As Kallas talks, he comes up with the inherent conflict in this issue: “We don’t want to see weakness in our fellow officers. Certainly the public doesn’t want to see weakness in us. … But then, it’s human nature to have weakness.”

And that, it seems, is the ongoing struggle for cops and the public they serve—if the brick wall were to come down publicly, what then? Would our cops be too touchy-feely? Owning up to mistakes, to feelings, to imperfections? Do we want them to project openness? Or are we more comfortable with stoicism?

It’s a hot July day in Las Vegas, and Clarke Paris’ wife and kids are splashing around in the pool, which he can see through ample windows in the back of his living room and kitchen. Paris, tan himself, wearing a crisp white T-shirt and jeans, is hand-labeling envelopes with letters to different police associations and agencies telling them about his project, asking them to participate in an effort to break the silence.

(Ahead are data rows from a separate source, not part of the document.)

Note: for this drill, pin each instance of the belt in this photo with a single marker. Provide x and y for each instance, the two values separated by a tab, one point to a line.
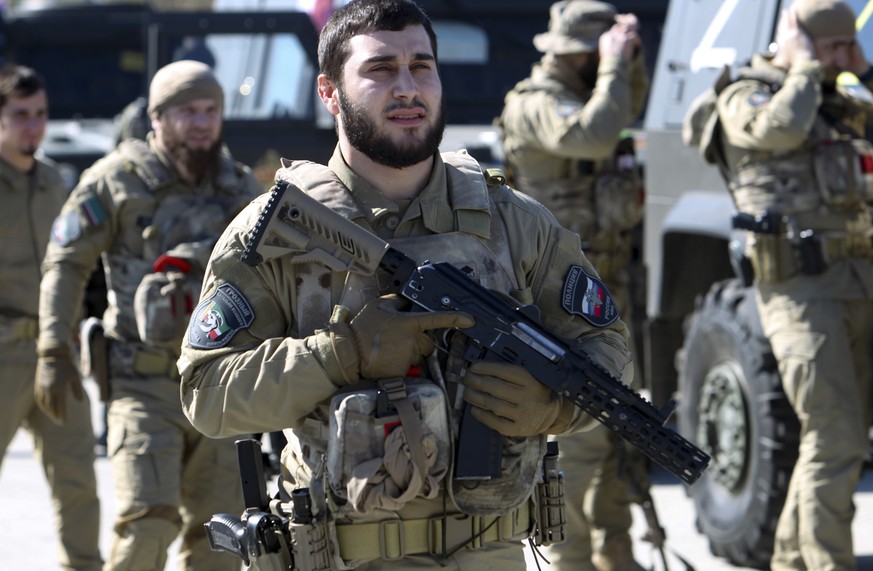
394	539
14	329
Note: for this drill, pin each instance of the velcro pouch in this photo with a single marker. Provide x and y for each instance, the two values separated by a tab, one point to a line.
388	443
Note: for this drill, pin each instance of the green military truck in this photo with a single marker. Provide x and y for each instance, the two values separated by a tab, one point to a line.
703	341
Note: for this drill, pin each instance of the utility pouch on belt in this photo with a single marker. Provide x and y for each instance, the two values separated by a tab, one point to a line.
551	510
95	355
163	304
389	443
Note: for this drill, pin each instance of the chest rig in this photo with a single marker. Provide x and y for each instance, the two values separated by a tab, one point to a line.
155	290
808	208
832	171
479	247
601	200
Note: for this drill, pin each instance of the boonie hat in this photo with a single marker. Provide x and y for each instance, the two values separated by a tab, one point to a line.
575	26
825	18
183	81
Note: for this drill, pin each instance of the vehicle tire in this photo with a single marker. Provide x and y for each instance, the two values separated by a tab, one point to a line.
732	405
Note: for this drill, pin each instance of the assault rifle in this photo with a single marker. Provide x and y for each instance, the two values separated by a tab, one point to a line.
294	222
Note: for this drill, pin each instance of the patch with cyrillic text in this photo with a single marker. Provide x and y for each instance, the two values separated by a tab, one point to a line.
218	317
586	296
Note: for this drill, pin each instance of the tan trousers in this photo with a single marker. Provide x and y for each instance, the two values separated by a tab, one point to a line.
169	480
597	500
67	456
824	349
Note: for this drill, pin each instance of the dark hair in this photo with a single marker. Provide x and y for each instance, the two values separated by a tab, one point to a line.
18	81
361	16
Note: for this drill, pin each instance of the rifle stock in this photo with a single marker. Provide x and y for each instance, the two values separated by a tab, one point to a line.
294	222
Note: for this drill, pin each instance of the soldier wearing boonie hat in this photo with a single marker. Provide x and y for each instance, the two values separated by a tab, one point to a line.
562	129
152	210
575	26
183	81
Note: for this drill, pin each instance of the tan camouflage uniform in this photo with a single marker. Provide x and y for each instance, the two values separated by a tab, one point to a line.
30	201
804	153
130	208
561	145
264	374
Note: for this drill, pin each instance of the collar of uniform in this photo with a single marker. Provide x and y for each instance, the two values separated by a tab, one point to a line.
373	204
440	205
14	179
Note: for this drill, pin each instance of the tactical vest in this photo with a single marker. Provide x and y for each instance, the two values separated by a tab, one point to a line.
154	293
832	171
818	193
488	261
598	199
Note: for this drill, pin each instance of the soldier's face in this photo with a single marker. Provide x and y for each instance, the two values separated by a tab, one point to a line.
22	124
196	125
834	53
389	104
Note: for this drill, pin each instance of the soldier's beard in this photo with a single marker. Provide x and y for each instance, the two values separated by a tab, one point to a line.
199	163
363	135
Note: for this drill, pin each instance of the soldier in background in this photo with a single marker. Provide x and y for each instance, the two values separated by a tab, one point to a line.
31	195
152	210
795	149
564	143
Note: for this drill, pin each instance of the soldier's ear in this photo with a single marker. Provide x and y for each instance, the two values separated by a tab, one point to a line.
328	93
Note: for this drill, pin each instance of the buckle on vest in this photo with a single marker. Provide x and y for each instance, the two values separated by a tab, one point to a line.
400	534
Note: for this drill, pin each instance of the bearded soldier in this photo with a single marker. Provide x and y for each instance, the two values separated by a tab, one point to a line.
311	348
795	149
565	145
153	210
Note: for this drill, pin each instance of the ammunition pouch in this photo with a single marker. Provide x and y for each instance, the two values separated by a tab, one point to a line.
162	305
95	355
394	539
135	360
389	443
16	329
777	257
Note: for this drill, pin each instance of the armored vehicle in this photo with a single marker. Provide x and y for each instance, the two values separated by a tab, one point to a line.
702	338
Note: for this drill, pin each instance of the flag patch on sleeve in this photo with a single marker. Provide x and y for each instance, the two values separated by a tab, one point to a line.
586	296
218	317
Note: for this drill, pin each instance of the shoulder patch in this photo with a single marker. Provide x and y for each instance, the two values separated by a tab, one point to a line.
218	317
66	228
565	108
758	98
70	225
587	297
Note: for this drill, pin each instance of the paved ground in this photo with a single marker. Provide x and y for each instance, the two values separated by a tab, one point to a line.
27	541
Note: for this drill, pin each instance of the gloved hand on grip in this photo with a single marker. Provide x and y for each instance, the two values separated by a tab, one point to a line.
55	373
510	400
383	340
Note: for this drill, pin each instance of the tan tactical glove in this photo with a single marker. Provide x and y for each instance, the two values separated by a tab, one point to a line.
382	340
55	372
508	399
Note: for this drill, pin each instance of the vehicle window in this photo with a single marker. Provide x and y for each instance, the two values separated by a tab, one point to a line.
864	10
264	76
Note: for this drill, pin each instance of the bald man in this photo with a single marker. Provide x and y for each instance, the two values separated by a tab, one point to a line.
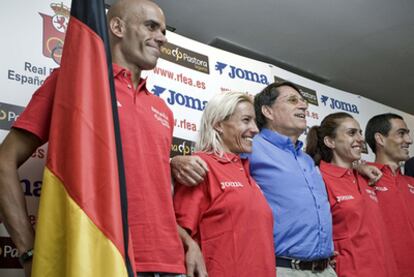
136	32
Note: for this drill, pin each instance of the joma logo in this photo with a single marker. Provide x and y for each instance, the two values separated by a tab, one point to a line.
339	105
240	73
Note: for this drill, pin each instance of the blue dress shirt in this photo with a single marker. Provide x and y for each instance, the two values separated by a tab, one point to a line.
295	191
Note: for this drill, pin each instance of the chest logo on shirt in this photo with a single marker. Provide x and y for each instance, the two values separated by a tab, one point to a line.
341	198
378	188
372	195
411	188
161	117
225	185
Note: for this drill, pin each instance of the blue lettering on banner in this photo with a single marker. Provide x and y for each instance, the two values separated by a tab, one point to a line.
335	104
176	98
26	78
240	73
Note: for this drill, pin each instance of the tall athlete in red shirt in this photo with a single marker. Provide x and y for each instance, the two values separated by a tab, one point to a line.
357	224
388	137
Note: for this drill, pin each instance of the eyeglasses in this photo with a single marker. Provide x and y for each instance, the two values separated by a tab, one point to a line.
294	100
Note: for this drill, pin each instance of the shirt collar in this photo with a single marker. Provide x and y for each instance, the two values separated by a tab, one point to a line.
385	168
226	158
120	71
280	140
334	170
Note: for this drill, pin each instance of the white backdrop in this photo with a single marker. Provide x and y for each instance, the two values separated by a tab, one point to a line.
186	77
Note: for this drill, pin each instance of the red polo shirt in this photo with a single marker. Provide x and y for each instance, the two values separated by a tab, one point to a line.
229	216
146	125
357	225
396	200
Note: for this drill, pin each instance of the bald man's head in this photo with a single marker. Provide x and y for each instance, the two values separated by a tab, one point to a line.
137	31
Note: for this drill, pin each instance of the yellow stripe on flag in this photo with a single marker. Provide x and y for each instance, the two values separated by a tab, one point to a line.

After that, he will address 50 boxes containing his DVD to national media outlets: Larry King Live, Dr. Phil, The Today Show, CNN, ABC, MTV, America’s Most Wanted, Spike TV—he will send eight to Oprah at various agents’ addresses.

“Statistically speaking, I would think someone would call to talk to me,” he says.

Metro Sheriff Doug Gillespie viewed the DVD, and told Paris he supports the work—“That’s huge,” Paris says—and his name is at the end: “Special thanks to Sheriff Doug Gillespie, Undersheriff Rod Jett and Las Vegas Metropolitan Police Department for their help, commitment and resources.”

Paris is putting together a proposal for teaching an in-service class to Metro officers on dealing with emotional stress and confronting the hard-nosed culture.

“I’m not saying everybody needs a group hug and we should sing ‘Kumbayah,’” he says.

“But people misconstrue courage. Courage is complicated.”